知的で理性的だが、神秘的なものや因習に対する直感的な恐怖心を持つ。彼は科学と歴史への興味から田舎を訪れるが、旧家に巣食う異常と狂気に直面し、恐怖に取り込まれかける。
老人(名前不詳)
古びた家に住む、身なりの悪い異様な風貌の男。
外見は年老いているが、異様に頑健で、しかも口調や言葉遣いに17〜18世紀的な痕跡を残している。
彼は読み書きが不得手であるが、ピガフェッタの挿絵に異常な関心を示し、「罪深い食人の快楽」に取り憑かれたような発言を繰り返す。
彼の年齢や人間性には謎が多く、非自然的な長命者であることが暗示されている。
地名・舞台設定
ミスカトニック谷(Miskatonic Valley)
ラヴクラフト作品で繰り返し登場する架空の地名で、マサチューセッツ州をモデルとした田舎地帯である。

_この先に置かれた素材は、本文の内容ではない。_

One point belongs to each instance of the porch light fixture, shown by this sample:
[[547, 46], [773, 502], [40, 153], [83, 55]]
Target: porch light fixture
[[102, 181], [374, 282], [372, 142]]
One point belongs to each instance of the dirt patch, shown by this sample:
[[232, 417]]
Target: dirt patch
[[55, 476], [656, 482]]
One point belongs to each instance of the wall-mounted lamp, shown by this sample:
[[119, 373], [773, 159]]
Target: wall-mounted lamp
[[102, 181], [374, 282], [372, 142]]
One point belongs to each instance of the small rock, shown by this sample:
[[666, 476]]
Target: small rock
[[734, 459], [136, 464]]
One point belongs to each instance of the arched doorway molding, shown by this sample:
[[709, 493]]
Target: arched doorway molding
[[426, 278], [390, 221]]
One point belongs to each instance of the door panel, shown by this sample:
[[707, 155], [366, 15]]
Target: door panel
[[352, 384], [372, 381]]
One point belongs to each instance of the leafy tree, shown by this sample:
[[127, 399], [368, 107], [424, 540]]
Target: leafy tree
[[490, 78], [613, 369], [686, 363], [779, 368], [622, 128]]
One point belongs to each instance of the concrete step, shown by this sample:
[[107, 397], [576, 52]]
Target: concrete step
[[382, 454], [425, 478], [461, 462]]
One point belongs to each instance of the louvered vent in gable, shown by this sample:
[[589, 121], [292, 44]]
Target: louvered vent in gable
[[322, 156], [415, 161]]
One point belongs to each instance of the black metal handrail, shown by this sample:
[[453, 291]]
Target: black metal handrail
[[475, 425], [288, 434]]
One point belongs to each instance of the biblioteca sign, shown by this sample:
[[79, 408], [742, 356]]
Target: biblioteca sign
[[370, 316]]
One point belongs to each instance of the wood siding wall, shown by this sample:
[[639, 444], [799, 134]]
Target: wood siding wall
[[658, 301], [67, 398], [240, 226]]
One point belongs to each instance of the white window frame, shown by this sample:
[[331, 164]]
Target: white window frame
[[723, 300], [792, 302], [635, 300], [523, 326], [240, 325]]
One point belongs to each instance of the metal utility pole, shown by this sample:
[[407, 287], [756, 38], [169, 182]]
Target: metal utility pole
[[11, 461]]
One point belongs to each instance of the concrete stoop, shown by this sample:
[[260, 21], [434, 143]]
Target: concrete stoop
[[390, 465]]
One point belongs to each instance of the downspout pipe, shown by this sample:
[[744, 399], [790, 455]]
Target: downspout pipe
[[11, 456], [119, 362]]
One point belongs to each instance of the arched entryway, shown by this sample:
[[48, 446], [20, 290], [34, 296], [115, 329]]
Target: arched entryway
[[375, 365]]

本作では、ミスカトニック河流域の中でも特に人里離れた山間の農家が舞台となっており、文明から隔絶されたこの地において、古き迷信や異常風習が密かに継承されていることが示唆されている。
家の内部(古農家)
登場する家は18世紀以前に建てられたと思しき木造の農家であり、内部には時代遅れの家具や古書が並ぶ。

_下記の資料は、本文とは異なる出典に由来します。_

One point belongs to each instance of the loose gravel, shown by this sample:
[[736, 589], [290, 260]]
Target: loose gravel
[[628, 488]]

特に書棚にあった『ピガフェッタのコンゴ王国』は、恐怖の導入装置として機能する重要な小道具であり、挿絵の第十二図──食人の図が、物語の焦点となる。
解釈と主題
本作の恐怖は、外部のモンスターではなく、人間内部の獣性と堕落、そして隠された欲望に根ざしている。
文明と信仰によって封じられていたはずの原始的な欲望、とりわけ「人肉嗜食(カニバリズム)」という禁忌が、隔絶された環境において、なお生き続けていたことが描かれる。
また、老人の不自然な長命や古語を使う口調、過去の歴史との齟齬などから、彼は単なる狂人ではなく、非人間的存在に近づきつつある者、あるいはすでに人間を逸脱した存在であることが暗示されている。
『家のなかの絵』は、ラヴクラフトにとって恐怖とは何か、文明とは何か、人間とは何かという問題を探る初期の傑作であり、後のクトゥルフ神話の舞台設定と「忘れ去られた異常の温床としてのニューイングランド」という概念の原型をなす作品である。